SPY has fallen to the 200-day EMA (support) with QQQ trading just a hair above its 200-day EMA, a key level watched by many traders that often contains pullbacks during bullish trends & triggers more powerful selloffs when taken out during corrections. While intraday breaks, as well as brief 1-2 day dips below, are not unusual, if/when the 200-ema clearly gives way, the further SPY & QQQ drops below those levels, the lower the odds of a whipsaw (false breakdown) signal. As such, this is a key battleground for bulls & bears. SPY & QQQ daily charts below.
Another takeaway from this would be the fact that adding to shorts with SPY & QQQ on or very near their 200-day EMA is not very objective as trading 101 say that you either buy drops to support, cover shorts at drops to support or wait for support to be broken before initiating or adding to shorts. At the same time SPY hit the 200-day EMA, I has posted (about an hour ago) that it has also fallen to the uptrend line generated off of the bottom of the August trading range on the 60-minute chart below, stating that at least a minor bounce was likely.
At the same time we have the indexes falling to those important 200-day EMA supports, we also have /GC gold rallying into the 1512resistance level as well as /SI hitting & crossing slightly above the 17.655 resistance level, which was highlighted as the 2nd price target early yesterday after reversing off the 16.942 support & while breaking out above the 60-minute downtrend line (2nd chart below).
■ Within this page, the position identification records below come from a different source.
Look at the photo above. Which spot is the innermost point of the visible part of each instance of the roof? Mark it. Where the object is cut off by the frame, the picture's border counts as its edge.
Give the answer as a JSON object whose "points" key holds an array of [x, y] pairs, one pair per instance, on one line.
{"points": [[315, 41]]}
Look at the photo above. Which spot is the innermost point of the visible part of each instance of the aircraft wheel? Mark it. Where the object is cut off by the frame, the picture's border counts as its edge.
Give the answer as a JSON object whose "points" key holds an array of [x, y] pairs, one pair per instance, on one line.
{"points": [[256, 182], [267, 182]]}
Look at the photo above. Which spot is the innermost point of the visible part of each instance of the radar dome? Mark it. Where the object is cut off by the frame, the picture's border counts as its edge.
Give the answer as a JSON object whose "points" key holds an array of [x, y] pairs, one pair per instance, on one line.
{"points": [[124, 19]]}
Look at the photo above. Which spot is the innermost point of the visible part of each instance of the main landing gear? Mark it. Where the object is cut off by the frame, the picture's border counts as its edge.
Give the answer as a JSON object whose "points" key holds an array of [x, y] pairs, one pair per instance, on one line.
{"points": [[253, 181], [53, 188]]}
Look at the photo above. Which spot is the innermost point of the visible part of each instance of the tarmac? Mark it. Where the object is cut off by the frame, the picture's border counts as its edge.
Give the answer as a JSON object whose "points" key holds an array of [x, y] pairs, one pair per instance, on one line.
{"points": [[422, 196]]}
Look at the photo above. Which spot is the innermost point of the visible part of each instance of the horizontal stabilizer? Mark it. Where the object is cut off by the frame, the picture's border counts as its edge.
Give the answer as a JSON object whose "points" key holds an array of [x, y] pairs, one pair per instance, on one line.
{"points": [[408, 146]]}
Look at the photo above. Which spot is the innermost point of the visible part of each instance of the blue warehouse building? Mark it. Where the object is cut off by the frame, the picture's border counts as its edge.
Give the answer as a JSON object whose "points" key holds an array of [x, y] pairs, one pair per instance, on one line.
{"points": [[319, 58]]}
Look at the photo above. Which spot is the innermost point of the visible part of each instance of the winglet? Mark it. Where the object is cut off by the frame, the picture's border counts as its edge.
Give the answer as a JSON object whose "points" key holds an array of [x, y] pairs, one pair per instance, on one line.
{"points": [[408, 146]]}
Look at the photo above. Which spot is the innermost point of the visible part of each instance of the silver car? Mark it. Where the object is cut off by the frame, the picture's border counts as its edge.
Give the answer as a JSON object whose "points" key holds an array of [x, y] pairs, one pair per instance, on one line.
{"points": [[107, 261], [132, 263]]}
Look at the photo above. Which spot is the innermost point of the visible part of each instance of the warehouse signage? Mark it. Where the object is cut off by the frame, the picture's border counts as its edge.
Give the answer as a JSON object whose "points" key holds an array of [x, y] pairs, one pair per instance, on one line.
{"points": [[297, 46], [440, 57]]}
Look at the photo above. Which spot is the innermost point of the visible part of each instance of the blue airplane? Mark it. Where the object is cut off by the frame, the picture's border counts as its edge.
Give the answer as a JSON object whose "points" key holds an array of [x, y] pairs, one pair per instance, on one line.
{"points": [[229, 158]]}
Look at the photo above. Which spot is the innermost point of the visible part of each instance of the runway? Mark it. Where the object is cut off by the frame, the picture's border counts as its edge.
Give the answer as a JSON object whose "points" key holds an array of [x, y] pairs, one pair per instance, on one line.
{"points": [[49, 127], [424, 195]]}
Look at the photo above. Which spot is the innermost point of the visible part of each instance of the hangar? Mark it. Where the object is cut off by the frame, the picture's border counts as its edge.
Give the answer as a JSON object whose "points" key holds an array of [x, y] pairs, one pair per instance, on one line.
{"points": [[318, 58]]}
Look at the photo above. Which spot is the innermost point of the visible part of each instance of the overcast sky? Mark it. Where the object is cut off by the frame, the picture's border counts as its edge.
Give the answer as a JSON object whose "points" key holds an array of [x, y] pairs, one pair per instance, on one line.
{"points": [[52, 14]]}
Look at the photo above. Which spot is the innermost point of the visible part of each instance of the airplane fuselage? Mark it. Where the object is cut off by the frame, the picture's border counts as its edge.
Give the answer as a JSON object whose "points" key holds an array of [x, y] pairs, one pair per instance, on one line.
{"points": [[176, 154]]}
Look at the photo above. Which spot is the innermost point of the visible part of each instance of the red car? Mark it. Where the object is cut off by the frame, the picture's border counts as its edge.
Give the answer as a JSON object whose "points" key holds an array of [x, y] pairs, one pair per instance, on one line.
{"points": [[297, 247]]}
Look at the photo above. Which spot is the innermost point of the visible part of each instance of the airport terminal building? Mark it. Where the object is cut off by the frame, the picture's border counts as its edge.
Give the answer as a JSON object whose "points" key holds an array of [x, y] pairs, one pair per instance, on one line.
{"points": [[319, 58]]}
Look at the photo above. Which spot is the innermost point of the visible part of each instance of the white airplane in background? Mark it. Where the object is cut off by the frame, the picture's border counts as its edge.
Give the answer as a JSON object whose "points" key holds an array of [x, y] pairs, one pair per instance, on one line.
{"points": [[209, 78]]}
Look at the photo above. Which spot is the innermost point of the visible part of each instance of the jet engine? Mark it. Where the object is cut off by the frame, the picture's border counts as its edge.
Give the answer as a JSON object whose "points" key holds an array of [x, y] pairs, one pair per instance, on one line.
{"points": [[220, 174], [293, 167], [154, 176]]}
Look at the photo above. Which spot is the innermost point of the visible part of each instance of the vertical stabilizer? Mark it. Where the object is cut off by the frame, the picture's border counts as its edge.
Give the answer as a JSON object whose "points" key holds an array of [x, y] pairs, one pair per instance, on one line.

Bottom line: The odds for a bounce in the stock market & pullback in the precious metals are substantially elevated at this time so one might opt to either tighten stops on index shorts & gold/silver longs or book profits & wait for the next objective entry such as a bounce back to resistance or impulsive break below today’s lows on SPY & QQQ and/or pullbacks to support in gold & silver (ideally aligned the charts/levels on the stock indexes with those of the precious metals).